Drain the water and stir in the condiments immediately.

To make dry pot dishes, just add condiments to the pot and stir for three minutes. If the soup simmering time can be longer.

4. Ningqiang’s fallen-leaf Liangpi Ningqiang has the same gourmet specialty: fallen-leaf Liangpi. It is made from the leaves of a kind of fallen flower and tree called Coujin. The method is to take out about one kilogram (half a bucket) of the leaves of this flower and tree and put it in

Pour the cypress ash with boiling water into a wooden basin. Use a rolling pin to stir continuously in the bucket to stir the leaves.
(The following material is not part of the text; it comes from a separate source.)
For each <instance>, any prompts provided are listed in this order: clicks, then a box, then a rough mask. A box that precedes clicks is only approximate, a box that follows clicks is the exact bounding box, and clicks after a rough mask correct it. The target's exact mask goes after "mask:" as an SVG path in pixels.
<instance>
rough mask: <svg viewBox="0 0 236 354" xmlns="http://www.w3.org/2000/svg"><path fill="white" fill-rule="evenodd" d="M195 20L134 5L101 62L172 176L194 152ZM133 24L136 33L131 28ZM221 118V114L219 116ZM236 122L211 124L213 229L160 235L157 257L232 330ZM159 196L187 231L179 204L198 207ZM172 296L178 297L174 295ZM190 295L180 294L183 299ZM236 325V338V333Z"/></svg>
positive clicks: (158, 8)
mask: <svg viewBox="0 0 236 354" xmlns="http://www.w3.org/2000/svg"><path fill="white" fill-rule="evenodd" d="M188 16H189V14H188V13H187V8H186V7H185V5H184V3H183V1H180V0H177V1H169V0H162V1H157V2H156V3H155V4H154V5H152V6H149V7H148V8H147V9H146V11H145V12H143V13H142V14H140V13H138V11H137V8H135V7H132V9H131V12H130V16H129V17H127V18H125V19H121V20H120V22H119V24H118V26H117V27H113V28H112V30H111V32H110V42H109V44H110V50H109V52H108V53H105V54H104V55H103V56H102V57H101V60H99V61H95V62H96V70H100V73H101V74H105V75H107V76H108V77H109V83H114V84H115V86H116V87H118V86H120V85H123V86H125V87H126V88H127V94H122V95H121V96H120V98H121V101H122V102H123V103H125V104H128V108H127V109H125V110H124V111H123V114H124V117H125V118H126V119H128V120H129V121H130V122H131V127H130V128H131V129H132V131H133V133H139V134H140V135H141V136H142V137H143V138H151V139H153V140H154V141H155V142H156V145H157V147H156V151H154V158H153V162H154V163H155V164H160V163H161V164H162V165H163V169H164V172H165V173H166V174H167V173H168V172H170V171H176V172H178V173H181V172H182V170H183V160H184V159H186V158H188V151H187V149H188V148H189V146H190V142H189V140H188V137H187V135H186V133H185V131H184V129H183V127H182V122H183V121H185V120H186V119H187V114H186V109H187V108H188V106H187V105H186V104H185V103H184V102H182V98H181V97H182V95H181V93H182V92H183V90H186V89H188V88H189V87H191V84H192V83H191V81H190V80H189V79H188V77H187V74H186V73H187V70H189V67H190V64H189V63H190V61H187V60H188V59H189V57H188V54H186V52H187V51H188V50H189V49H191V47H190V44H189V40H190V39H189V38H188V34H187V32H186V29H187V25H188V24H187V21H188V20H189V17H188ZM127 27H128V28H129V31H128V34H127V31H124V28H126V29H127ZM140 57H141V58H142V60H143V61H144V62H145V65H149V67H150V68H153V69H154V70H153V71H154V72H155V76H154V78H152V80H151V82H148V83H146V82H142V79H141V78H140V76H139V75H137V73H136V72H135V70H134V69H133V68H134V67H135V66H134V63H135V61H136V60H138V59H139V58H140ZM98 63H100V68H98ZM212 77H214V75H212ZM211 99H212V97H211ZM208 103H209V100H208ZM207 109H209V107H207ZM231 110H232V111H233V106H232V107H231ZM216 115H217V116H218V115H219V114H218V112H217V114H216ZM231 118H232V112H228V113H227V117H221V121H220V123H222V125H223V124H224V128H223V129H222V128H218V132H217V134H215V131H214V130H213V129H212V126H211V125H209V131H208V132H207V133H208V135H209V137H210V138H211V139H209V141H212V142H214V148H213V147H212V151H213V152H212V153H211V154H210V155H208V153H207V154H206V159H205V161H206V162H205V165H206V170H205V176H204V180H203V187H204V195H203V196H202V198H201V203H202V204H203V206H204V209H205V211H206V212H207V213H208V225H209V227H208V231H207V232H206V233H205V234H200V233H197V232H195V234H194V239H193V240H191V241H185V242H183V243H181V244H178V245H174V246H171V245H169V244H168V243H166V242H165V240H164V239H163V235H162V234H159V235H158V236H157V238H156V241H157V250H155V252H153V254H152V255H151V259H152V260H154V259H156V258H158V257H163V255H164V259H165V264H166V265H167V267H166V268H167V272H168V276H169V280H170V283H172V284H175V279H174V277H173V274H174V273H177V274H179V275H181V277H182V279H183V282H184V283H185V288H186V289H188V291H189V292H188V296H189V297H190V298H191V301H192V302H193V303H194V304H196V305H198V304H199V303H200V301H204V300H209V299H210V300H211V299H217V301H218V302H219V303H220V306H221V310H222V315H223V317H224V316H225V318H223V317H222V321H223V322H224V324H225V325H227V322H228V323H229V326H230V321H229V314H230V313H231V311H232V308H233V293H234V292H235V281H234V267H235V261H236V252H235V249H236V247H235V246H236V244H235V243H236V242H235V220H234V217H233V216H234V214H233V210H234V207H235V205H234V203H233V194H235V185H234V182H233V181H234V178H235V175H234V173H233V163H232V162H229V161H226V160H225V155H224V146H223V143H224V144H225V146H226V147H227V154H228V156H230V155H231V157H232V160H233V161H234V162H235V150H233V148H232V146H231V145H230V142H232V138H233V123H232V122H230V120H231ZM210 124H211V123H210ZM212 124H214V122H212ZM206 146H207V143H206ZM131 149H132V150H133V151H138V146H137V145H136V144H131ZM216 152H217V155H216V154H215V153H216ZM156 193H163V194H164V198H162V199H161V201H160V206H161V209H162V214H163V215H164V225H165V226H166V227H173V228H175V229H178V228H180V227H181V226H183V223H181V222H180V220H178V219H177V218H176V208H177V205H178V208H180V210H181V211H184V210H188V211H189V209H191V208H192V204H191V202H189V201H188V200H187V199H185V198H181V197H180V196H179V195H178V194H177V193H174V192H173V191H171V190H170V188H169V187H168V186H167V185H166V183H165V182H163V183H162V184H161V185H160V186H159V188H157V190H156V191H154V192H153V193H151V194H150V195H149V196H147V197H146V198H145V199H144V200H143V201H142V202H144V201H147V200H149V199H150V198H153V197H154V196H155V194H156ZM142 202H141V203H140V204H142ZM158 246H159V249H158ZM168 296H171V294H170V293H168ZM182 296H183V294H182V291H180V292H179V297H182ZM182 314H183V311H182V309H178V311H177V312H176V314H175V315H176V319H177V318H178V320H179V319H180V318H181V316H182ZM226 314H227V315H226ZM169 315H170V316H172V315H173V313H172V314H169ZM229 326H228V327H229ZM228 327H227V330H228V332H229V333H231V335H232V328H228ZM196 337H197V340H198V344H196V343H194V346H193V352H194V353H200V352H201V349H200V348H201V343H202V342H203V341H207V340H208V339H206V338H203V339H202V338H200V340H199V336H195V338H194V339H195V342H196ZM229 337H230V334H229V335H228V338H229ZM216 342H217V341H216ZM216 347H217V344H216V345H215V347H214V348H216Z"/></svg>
Then pour the stirred leaf juice into a bowl and let it cool until it condenses.

It can be eaten as a cold dish; use garlic, salt, chicken essence, pepper, vinegar (slurry), spicy oil, etc. when mixing with the cold dish. You can eat it after mixing it. It is naturally delicious.

It has the functions of keeping healthy, strengthening the spleen and stomach, and prolonging life.